# 20 Gal NPT Update



## flagg (Nov 29, 2004)

Hi All! Some of you might remember might fiance's 20 Gal. NPT that she had set up at school. If you remember, it was brought home and set up in front of a north facing window. Ever since, the tank growth has been AMAZING! I mean, even better that when she had it set up. Too good, as a matter of fact; it's now a jungle. People have commented on the need for water movement and there are several threads on the subject even just here in the NPT forum. This is an example of a tank w/ no circulation that has seen tremendous growth! I post some pics for your enjoyment. I'm going to do some serious pruning tomorrow so I'll post an update then...

-ricardo


----------



## DataGuru (Mar 11, 2005)

Wow! That IS a jungle!


----------



## Tentacles (Jun 25, 2006)

It does look fantastic. Whats the fluffy plant in the centre rear that is growing like mad? You can see the roots going into the soil at the front... they're very happy plants.

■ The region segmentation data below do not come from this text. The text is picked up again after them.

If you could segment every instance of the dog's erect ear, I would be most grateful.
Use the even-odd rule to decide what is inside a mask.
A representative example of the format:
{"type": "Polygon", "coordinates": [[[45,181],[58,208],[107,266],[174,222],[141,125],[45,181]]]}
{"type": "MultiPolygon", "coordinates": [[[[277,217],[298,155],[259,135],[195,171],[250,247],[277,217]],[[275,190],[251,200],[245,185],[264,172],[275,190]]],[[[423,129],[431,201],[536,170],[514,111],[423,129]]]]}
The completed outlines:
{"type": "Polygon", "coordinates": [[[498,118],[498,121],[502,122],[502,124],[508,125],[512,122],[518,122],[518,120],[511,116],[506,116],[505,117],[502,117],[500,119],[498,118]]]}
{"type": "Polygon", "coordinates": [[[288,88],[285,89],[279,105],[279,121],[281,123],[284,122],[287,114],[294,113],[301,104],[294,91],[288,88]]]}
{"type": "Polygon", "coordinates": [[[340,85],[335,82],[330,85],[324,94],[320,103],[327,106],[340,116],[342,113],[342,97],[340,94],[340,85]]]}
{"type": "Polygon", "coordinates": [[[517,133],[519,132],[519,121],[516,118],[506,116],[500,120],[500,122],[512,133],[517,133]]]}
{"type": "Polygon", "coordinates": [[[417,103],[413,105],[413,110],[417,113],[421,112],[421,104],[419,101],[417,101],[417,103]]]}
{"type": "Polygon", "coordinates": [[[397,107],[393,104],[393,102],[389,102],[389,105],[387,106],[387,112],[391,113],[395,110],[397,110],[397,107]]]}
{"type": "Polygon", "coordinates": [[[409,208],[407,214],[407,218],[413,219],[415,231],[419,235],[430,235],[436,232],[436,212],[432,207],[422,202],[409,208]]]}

Is it a betta and a gourami in there? Just two fish.

You're talking northern hemisphere north, so the side of no direct light? 20 US gallons? 

What are the dimensions? It looks longer than 2ft which is what I think 20USG is (sorry, I'm metrically-impared).


----------



## flagg (Nov 29, 2004)

Tentacles said:


> It does look fantastic. Whats the fluffy plant in the centre rear that is growing like mad? You can see the roots going into the soil at the front... they're very happy plants.
> 
> Is it a betta and a gourami in there? Just two fish.
> 
> ...


Actually, the tank has one adult male guppy and a couple of babies, the dwarf gourami you see in the pic (he's coming out soon) and three cories. Yes, I'm in No. America and I apologize, the tank actually faces SW. I gets lots of direct light most of the day.

As to the length, yes, it is longer than 2 feet, it's 30" x 12" x 12" give or take a few fractions of an inch.

-ricardo


----------



## Tentacles (Jun 25, 2006)

Thanks. No algae problems?

(Downunder 'south' is the shady side of the house, so it gets a little confusing. Everytime I open APC, I have to open a range of converters and check the location of the poster if I want to know what's going on!).


----------



## onemyndseye (May 12, 2006)

flagg -

Great looking tank there !!! I just love the jungle look 

I've got one window in my office that faces West'ish (the same window that did have the Sunfish tank in .. ) ....every time I see you guys post with your sunlight suplentmented tanks it make me want to try it again.. Most of my windows have VERY dark tint on them as I am mostly a vampire  LOL.... as to say I've been a night worker for about 8 years now.

Good Job!
-Justin
One Mynds Eye


----------



## flagg (Nov 29, 2004)

Thanks Justin! Maybe you can untint one of your windows? 

Tentacles: There is actually hair algae in the tank. The gourami uses it to make his bubblenest! It also grows amongst the "bushy" plant you asked about before which I think is a cabomba, but I'm not 100% positive.

-ricardo


----------



## Tentacles (Jun 25, 2006)

Ahhh... cabomba would make sense... it's illegal here now. Too vigorous!


----------



## flagg (Nov 29, 2004)

Thought ya'll might appreciate some pics of the morning sun streaming into the tank.... Enjoy!

-ricardo


----------



## Minipol (Jul 4, 2006)

Excellent looking tank. Mine is even more jungle like because of the predominance of small vals. In the future i will redo it and plant so other plants so i at least have some variety in plants 

I really like the sun getting in the tank. Looks super !


----------



## Mud Pie Mama (Jul 30, 2006)

Yes! Very beautiful tank photos, especially with the sunlight streaming in. Thanks for sharing; you've given me some needed encouragement. I have new tank which has been sitting empty smack in front of a south facing sliding glass door as I've been researching and weighting my options.


----------



## AndyT. (Jun 28, 2006)

Wow, I love it... especially the sunlit pictures.


----------